Rome, Italy - Responding to global outrage, especially in Pope Benedict XVI’s native Germany, the Vatican for the first time on Wednesday called on a recently rehabilitated bishop to take back his statements denying the Holocaust.
Late last month, the pope revoked the excommunication of four schismatic bishops, including British-born Richard Williamson, who in an interview broadcast last month denied the existence of the Nazi gas chambers.
A statement issued on Wednesday by the Vatican Secretariat of State said that Bishop Williamson “must absolutely, unequivocally and publicly distance himself from his positions on the Shoah,” or Holocaust, which it said were “unknown to the Holy Father at the time he revoked the excommunication.”

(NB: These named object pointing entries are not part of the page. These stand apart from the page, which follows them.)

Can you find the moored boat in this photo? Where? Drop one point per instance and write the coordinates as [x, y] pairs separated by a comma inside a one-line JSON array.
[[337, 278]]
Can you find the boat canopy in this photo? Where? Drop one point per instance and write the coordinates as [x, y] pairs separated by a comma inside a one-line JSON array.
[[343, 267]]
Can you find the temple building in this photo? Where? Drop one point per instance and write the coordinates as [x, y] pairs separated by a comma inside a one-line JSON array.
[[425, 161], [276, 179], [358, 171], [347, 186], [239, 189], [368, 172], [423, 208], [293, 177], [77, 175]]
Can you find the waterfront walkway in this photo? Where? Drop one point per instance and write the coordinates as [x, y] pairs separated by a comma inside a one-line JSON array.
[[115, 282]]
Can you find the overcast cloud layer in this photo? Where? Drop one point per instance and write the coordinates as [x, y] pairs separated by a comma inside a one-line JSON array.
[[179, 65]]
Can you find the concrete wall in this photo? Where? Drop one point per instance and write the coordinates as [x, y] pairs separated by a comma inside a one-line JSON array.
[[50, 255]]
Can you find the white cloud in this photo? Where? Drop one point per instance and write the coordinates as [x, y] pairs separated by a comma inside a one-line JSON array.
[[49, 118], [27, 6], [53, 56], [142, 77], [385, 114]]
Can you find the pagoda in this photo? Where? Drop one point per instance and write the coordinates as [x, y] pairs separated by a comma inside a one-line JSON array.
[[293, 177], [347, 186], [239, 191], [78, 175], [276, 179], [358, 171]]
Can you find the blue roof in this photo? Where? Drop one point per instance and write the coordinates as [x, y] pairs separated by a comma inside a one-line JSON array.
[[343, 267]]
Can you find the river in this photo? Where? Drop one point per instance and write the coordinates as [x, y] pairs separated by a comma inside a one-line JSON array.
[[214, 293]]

The unsigned statement seemed a clear indication that the Vatican was facing an internal and external political crisis.
The day before, in a rare case of a head of state criticizing the pope, German Chancellor Angela Merkel called on the pope to clarify his position on the Holocaust, saying his previous remarks had not been “sufficient.”
The statement from the Secretariat of State noted Benedict’s remarks last week in which he expressed his “full and unequivocal solidarity” with Jews and condemned all Holocaust denial, yet it went far beyond the pope’s earlier remarks in which he had never mentioned Bishop Williamson by name.
The four bishops are from the traditionalist St. Pius X Society, founded in 1970 to protest the liberalizing reforms of the Second Vatican Council, including liturgical reforms and a document that absolved contemporary Jews of guilt for the crucifixion of Jesus.
Last week, Benedict had called revoking the excommunication a gesture of “compassion” and a first step on a longer path toward the society’s full reconciliation with the church.
The statement from the Vatican on Wednesday also sought to address significant lingering questions about what conditions the society would have to meet before being fully welcomed back into the fold. It stated that the society would have to offer its “full recognition of the Second Vatican Council” in order to receive “recognition” by the church.